In Argentina, one doctor and her NGO have helped make a difference.
Video courtesy of jn1.tv
This blood-sucking bug was first detected 100 years ago by Brazilian doctor Carlos Chagas. It crawls on your lips, while you sleep, injecting a potentially lethal parasite, causing Chagas Disease. A disease that affects ten million people and kills fourteen thousand every year – but has received little or no attention until recently.
The silent killer is only found in poor rural areas of Latina America and the Caribbean. Its victims have barely enough money to live on, let alone pay for treatment. But now, years of neglect have taken their toll. Infected immigrants have helped spread the disease to the United States and Spain, and Chagas is being dubbed the "new AIDS of the Americas."

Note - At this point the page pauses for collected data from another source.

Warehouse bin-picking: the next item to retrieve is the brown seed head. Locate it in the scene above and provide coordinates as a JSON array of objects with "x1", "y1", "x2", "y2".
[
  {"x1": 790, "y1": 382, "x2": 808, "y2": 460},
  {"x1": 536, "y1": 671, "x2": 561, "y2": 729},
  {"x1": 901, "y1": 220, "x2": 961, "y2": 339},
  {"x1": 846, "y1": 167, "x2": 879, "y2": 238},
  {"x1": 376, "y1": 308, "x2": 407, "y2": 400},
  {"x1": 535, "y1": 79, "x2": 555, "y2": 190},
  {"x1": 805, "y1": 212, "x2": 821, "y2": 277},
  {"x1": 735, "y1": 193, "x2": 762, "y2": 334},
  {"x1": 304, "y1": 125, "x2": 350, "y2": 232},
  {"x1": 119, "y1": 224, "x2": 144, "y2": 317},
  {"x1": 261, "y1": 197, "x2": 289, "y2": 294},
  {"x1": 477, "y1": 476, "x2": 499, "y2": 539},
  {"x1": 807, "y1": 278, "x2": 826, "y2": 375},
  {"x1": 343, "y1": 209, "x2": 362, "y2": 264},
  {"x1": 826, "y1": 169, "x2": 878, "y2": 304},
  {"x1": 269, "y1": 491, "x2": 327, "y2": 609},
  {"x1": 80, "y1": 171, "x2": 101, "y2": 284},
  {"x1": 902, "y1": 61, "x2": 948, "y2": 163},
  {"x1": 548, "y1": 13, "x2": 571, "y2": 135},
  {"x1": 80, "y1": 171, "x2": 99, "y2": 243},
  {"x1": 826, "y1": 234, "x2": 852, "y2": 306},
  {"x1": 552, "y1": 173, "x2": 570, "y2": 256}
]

Chagas was so invisible that big international pharmaceutical companies stopped producing the drugs used to treat it. In 2011, there was a shortage of Benznidazole – one of two 30-year old drugs used by Chagas patients. But Dr. Gold’s NGO, Fundacion Mundo Sano, was already working with Argentine laboratories and government officials to develop a local brand.
As a result of this joint effort , Argentina not only produces Benznidazole for its own population, but also supplies the drug to patients in other countries, like Spain.
Argentine Jewish political umbrella organization DAIA publicly recognized Dr. Gold’s fight against Chagas Disease. In a ceremony, held in her honor, Argentine Health Minister Luis Manzur thanked the biochemist and her NGO for their work.
Fundacion Mundo Sano has teamed up with the World Health Organization, pharmaceutical companies and other NGO’s – like the Bill and Melinda Gates Foundation – to tackle 10 neglected, including Chagas, diseases by 2020.